I have less stuff. I kid you not though, I’ve been doing more – even in recovery when my mobility is limited. Kondo warns that as you rid your space of unnecessary items, tasks which are necessary or activities in which you want to participate will become more clear. My newfound productivity reminded me of an anecdote from The Soul of a Chef in which author Michael Ruhlman recounts a chef instructor vehemently cleaning a student’s work station, saying that your work station reflects your brain. Keep it uncluttered and it will work wonders. Clog it up with peelings, scraps, and refuse, and it will bog down to the point of inutility. While not going Mike-crazy and moving into a van (and at the risk of sounding trite), I am seeing and living the sense of this wisdom and am thoroughly enjoying having less and doing more.
So now what?
I looked at leaving the trail like a prison sentence. I’m far away from my trail family and they’re further from me everyday. I’m losing ground on summer and I’ve fallen out of the hiking groove. However, by tackling this initial part of my list and focusing relentlessly on PT and rehab, my trail exile has actually flown by rather quickly.
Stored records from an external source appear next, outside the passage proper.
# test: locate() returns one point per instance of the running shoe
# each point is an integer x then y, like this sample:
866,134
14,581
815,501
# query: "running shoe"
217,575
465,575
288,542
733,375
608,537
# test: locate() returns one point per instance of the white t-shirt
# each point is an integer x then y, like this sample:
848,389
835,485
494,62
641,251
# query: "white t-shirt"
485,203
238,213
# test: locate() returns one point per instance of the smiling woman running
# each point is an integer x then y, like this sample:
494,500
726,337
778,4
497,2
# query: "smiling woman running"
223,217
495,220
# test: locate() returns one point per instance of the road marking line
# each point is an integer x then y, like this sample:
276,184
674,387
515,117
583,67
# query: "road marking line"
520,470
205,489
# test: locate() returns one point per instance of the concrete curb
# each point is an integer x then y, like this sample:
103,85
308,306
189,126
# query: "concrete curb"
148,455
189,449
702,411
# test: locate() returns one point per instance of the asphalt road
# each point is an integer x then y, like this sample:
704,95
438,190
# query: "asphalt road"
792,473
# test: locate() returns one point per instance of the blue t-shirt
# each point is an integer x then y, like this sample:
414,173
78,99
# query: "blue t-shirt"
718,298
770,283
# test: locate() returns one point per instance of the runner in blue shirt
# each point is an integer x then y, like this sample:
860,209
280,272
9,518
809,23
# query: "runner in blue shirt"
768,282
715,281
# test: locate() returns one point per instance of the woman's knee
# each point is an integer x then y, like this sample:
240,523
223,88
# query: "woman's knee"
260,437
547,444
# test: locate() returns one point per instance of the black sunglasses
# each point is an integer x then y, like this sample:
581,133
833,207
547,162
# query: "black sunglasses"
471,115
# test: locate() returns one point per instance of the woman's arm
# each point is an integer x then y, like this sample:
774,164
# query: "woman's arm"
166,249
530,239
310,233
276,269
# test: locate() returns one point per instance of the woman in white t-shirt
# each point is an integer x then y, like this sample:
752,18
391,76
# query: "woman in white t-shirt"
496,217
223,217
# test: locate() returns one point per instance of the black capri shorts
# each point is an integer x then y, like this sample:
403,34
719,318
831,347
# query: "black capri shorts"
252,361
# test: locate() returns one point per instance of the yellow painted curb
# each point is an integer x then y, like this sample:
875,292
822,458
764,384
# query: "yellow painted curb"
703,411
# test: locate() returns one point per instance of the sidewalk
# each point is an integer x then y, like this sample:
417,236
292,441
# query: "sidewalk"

In a few short days, I’ll be back to my thru-hike and happily at home again on the AT. I’m pondering what 1000 solo miles will look like and what it will feel like to reach Katahdin. I’m looking forward to returning to the comparatively stress-free environment of the trail created and maintained by the elimination of 1001 tiny decisions we make everyday (How should I wear my hair? Is my make-up melting off? What time do I need to leave to get there on time? What skirt length is appropriate in this situation? Did I clock out at work last night? Did I leave the door unlocked? Is the oven on?). In this environment, I know I’ll be ready to begin contemplating Phase 2 of my list. How do I maintain the happy, (relatively) stress-free life I’ve come to know and love in the wild while juggling the stressors of the ‘real world’ once I’m back home for good? And what, if anything, can I add to my life to enrich it after this journey? Some answers are starting to present themselves – perhaps a one person scull because, while kayaking is fun, I dream about the flying feeling only rowing creates. Perhaps it’s time to invest in a guidebook for the CDT – it’s never too early to start researching. Other answers are less apparent right now, but I cannot wait to go find them on the trail.
If anyone else hiking or at home has a list, I’d love to hear about it in the comments section!